A court in Japan has issued an injunction preventing two nuclear reactors from being restarted at the country’s Takahama plant, citing safety concerns.
It is a victory for worried locals but a blow to Prime Minister Shinzo Abe’s push to return to atomic energy four years after Japan’s Fukushima Daiichi nuclear power plant plant was seriously damaged by an earthquake-caused Tsunami.
Japan’s entire stable of nuclear power stations was gradually switched off following the Fukushima disaster, while tens of thousands of people were evacuated due to concerns about radiation exposure.
Many are still unable to return to their homes and scientists have warned that some areas around the plant may remain uninhabitable for decades or more.

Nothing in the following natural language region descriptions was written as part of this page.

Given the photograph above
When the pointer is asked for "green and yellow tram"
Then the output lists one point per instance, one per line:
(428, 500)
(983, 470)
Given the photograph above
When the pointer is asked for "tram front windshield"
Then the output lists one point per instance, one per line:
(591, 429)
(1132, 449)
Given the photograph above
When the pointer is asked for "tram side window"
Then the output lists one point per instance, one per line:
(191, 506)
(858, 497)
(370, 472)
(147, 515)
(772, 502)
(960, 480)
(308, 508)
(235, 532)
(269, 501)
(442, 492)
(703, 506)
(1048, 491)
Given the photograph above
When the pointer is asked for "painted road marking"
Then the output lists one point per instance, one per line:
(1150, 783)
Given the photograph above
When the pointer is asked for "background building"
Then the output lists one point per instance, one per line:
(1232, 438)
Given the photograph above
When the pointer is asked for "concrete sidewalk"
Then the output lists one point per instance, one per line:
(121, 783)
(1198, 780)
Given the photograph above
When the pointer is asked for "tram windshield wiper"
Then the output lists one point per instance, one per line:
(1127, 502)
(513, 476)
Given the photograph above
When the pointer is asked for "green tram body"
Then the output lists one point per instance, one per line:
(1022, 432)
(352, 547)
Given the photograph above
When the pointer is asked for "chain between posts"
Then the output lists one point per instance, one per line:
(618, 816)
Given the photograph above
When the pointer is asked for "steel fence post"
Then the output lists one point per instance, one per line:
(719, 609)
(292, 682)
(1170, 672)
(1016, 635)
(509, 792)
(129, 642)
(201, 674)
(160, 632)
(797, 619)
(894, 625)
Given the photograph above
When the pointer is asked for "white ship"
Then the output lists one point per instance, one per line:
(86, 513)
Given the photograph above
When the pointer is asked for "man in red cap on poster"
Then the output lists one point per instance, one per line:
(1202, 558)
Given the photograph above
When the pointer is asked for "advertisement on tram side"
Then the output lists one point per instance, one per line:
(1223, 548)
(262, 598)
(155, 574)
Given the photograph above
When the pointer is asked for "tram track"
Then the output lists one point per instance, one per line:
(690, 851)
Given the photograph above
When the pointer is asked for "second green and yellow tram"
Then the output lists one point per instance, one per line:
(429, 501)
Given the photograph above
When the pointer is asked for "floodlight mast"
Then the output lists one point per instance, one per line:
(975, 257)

#Japan 's "#nuclear alley" where 2day #fukui district court placed an injunction on re-opening Takahama reactors 3&4. pic.twitter.com/jKKzBLbCfU— Tom O'Sullivan (@MathyosEnergy) April 14, 2015
Takahama plant operator Kansai Electric Power slammed the injunction as “extremely regrettable and utterly unacceptable” and said it would appeal against the decision.
A lawyer representing the plaintiffs called the ruling a “perfect victory”.
“This is the best decision that we could have expected,” he told supporters outside the courthouse.
“This is a decision that was made, in part because due to the sacrifices of the victims (of Fukushima),” said Tadashi Matsuda, one of the supporters gathered outside the court. “To those still suffering in Fukushima; I hope this news reaches you and hope you listen.. this was made possible thanks to you.”